What does Benford’s Law have to do with the Presidential Election?

I have been traveling this week and unable to follow much of the discussion about specific voter fraud allegations. I have VERY mixed feelings about the seriousness of alleging voter fraud that could be significant enough to warrant a change in the outcome of a Presidential election amidst our already divided nation. But tonight, a Twitter-scrolling friend asked me “what is Benford’s Law?” while thrusting a phone screen full of histograms into my view.
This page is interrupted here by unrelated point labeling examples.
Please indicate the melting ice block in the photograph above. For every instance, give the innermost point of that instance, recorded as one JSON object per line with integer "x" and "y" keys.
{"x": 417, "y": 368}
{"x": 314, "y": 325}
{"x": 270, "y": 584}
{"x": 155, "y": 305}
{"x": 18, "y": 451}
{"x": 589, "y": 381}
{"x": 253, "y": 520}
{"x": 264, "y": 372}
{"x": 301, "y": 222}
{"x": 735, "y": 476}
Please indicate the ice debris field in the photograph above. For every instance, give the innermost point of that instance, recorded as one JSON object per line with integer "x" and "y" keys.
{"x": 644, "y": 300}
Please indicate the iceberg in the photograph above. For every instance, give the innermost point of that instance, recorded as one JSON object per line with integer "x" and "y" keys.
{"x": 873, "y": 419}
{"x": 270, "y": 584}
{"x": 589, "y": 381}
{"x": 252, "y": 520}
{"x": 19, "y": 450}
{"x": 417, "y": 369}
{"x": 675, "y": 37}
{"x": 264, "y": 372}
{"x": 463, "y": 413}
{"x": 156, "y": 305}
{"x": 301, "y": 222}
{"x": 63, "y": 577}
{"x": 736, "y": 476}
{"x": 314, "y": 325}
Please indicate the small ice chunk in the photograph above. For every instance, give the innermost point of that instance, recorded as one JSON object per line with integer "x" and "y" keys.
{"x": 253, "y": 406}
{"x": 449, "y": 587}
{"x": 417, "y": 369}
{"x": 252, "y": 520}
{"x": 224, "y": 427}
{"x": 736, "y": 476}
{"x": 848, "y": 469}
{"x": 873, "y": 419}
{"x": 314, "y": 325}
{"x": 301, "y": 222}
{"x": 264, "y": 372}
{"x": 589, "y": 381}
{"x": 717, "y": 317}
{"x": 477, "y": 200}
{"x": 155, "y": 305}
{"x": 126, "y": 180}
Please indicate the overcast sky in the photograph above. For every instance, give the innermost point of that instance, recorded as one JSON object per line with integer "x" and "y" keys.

This is the work I do for a living. Professionally speaking, I am a fraud examiner, a data analyst, a nerd who is a lover of data sets and the stories hidden within them. My jaw nearly fell into the family bonfire when I saw THESE pictures pertaining to the 2020 election:

I’m going to try to take my time to explain what these mean. First, I want to be clear that I was so excited to talk about this topic, that I haven’t vetted out this source of these histograms or many others like it that are floating around on Twitter. I’m going to find time to look into the source data and perform my own analysis to verify that they’re legit. I’ll put that in my next blog. However, make no mistake about it, if these Benford’s Law histograms are based on actual precinct vote total counts, the Biden/Harris data has been doctored by humans for Chicago IL, Milwaukee WI, and Allegheny PA. I included the Miami Dade data because it shows a more realistic possibility of what undoctored election data could look like using the same analysis that is so MESSED UP in those other three localities.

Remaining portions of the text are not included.